Eurico Lemos Pires foi relator da Lei de Bases do Sistema Educativo. Personalidade marcante no campo da afirmação da identidade plural das ciências da educação, gestou o conceito da escola básica integrada. O seu heterodoxo pensamento abriu caminhos para pensar a educação de diferentes modos. Investigador incansável, foi autor de livros basilares, dos quais se destacam: “O ensino básico em Portugal”, “Da inquietação à quietude”, “A construção social da educação escolar” e “Nos meandros do labirinto escolar”. Neste livro, fez um relato sucinto da sua visita à Escola da Ponte.
Foram marcantes as imagens da sua passagem pela nossa escola. Logo à chegada, surpreendeu-se com o fato de não haver portaria nem porteiro e por encontrar um portão aberto. Antes que eu pedisse a uma criança que lhe mostrasse a escola, pediu-me que o “deixasse deambular pelos lugares onde houvesse crianças”. Acedi ao pedido.

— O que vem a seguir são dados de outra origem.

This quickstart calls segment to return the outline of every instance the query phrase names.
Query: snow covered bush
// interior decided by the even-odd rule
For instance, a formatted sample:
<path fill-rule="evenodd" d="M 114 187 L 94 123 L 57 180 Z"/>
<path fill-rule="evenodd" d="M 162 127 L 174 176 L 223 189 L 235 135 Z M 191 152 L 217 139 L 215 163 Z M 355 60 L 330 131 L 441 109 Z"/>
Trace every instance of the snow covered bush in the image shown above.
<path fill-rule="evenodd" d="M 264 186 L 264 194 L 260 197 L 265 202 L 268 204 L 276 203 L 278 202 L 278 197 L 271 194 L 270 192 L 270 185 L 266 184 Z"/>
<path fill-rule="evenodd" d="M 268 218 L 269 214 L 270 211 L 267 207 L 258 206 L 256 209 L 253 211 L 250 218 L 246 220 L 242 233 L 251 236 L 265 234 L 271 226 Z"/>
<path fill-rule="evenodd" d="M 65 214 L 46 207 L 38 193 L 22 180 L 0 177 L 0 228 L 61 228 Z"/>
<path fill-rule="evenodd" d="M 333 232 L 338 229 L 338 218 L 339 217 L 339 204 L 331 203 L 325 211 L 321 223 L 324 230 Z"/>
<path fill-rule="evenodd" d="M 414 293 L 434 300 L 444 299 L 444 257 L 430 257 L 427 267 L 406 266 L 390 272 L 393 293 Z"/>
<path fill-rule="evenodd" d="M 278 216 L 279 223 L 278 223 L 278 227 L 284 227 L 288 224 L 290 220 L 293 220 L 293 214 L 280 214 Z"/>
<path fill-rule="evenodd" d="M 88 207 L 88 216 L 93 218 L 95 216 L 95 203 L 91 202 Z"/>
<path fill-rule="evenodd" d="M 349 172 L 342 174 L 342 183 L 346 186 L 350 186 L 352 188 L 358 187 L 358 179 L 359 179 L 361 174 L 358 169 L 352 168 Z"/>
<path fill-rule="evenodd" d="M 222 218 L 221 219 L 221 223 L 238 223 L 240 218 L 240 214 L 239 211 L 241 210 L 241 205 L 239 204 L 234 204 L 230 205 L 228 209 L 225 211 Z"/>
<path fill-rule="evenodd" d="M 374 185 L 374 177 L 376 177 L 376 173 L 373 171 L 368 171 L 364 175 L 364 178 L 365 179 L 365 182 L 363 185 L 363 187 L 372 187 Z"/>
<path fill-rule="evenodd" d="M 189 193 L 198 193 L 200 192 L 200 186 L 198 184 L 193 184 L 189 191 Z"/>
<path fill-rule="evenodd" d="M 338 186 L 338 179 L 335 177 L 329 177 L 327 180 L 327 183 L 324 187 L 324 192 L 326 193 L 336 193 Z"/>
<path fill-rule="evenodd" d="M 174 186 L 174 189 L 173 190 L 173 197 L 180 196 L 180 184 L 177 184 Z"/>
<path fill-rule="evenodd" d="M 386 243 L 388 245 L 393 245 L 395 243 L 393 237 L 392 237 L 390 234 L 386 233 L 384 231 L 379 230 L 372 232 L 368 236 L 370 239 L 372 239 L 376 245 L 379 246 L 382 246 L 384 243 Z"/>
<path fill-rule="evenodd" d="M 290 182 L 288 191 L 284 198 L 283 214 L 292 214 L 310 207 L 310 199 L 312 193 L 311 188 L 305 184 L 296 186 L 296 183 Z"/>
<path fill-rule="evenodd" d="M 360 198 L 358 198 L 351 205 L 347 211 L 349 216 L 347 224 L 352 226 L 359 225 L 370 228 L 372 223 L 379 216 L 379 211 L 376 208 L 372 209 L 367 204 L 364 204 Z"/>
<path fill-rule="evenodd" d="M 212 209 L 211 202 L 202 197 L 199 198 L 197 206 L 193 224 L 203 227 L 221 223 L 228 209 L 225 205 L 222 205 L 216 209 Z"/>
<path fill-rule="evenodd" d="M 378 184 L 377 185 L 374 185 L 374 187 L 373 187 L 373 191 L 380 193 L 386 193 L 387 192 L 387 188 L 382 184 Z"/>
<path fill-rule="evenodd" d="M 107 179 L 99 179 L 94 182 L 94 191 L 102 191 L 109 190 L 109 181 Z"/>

A meio da manhã, fui encontrá-lo, sentado junto de uma mesa onde crianças preparavam o “guarda-roupa” de uma peça de teatro. As crianças tinham colado fitas de todas as cores nos escassos cabelos brancos do “amigo Eurico”. Paciente e feliz, o mestre com elas conversava.
Não quis interromper o diálogo. Discretamente, me retirei dali. Só no início da tarde, quando o mestre Eurico parou o seu deambular, consegui chegar à fala com ele. Visivelmente comovido, me disse:
“Professor Pacheco, durante a minha já longa vida, visitei muitas escolas. Apenas nesta me foi permitido estar com crianças, brincar com elas”.
Eurico escreveu um romance com o título “Sant’Ana do Mar”, “onde a cidadania era obrigatória”. Livro escrito numa fase adiantada da vida mereceu de Valter Hugo Mãe este comentário:
“Gosto imediatamente da ideia de alguém, depois dos oitenta anos de idade, escrever o seu primeiro romance, e gosto que aconteça para corresponder a uma espécie de apelo, ou prova de sapiência maior, para a construção de uma sociedade melhor, mais justa.”
A Ponte recebeu a visita de ministros e até do Presidente da República. Eurico esteve entre as mais ilustres. Na despedida, ainda deixou uma recomendação:
“Professor Pacheco, a Ponte não está, nem nunca esteve sozinha. Ainda ireis defrontar muita inveja e mediocridade. Mas ireis resistir.
Este projeto só poderá acabar… por dentro”.